Gabriela Hernández, coordinadora del albergue, comparte la historia de la hondureña con su autorización, y explica:
«En Centroamérica no existe, en general, la cultura de uso del condón. Muchas mujeres me han dicho que sus parejas, grandes o jóvenes, no aceptan usarlo. Están acostumbradas a las relaciones sin protección. Se embarazan jóvenes y si contraen alguna enfermedad, son estigmatizadas, repudiadas. El virus se asocia con un ‘mal comportamiento’ y promiscuidad. Nosotros tenemos relación con el colectivo Brigada Callejera de Apoyo a la Mujer, que atiende a trabajadores sexuales con VIH, y a través de éste logramos conseguirle a Dolores una dotación de antirretrovirales, para seis meses de tratamiento».

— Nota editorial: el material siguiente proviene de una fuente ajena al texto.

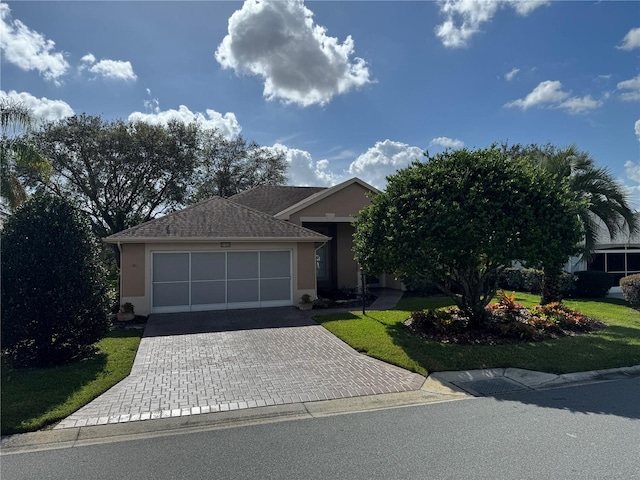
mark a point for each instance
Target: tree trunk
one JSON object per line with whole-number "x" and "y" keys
{"x": 551, "y": 291}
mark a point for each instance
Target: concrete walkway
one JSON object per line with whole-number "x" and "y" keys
{"x": 204, "y": 362}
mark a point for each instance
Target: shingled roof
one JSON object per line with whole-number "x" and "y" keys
{"x": 274, "y": 199}
{"x": 216, "y": 219}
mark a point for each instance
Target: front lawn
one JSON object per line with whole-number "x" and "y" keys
{"x": 33, "y": 398}
{"x": 381, "y": 334}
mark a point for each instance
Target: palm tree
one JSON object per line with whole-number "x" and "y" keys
{"x": 19, "y": 159}
{"x": 605, "y": 202}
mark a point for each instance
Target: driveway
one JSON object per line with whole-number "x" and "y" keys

En Ciudad del Carmen, Dolores permaneció un año. Un día de 2013, recuerda Gabriela, la organización Sin Fronteras se comunicó con Tochan para preguntar si podía recibirla de nuevo. Dolores estaba embarazada y le aterraba la idea de que su bebé naciera con el virus. Aunque el médico le dijo que había posibilidades de que eso no ocurriera con el tratamiento, no quiso correr el riesgo y abortó en la Ciudad de México.
Sin Fronteras ayudó a Dolores con la solicitud de refugio y, por fin, obtuvo el documento. Aunque la centroamericana comenzó a recibir un tratamiento contra el VIH, se sentía frustrada, enojada consigo misma porque en la Ciudad de México no encontraba las oportunidades que anhelaba, de acuerdo con lo que contó a Gabriela hace tres años.
Pocos meses después, se marchó a Estados Unidos cuando llegó el rumor de que allá recibían a mujeres con hijos. «Ella estaba segura de que en aquel país le iría mejor, sobre todo con su estado de salud», cuenta Gabriela.
Además, otra situación influyó para que Dolores decidiera marcharse. Tras regresar de Ciudad del Carmen a la capital, se enamoró de un connacional y el sujeto publicó en Facebook su condición de VIH positiva. La mujer se deprimió varios días y prefirió escapar, otra vez. Tenía miedo de que su hijo se enterara y, como muchos, la rechazara.
Las últimas noticias sobre Dolores llegaron a Tochan por las redes sociales, medio por el cual Gabriela la contactó hace poco, tras la solicitud de VICE News, pero la hondureña no quiso brindar detalles sobre su vida actual. Se sabe, gracias a Facebook, que en Los Ángeles volvió a tener pareja, se embarazó y decidió tener al bebé, segura de que no habría consecuencias.
«Ahora se desconectó», indica Gabriela, «posiblemente por esa vida que está emprendiendo. Está estable, lo que no había logrado antes».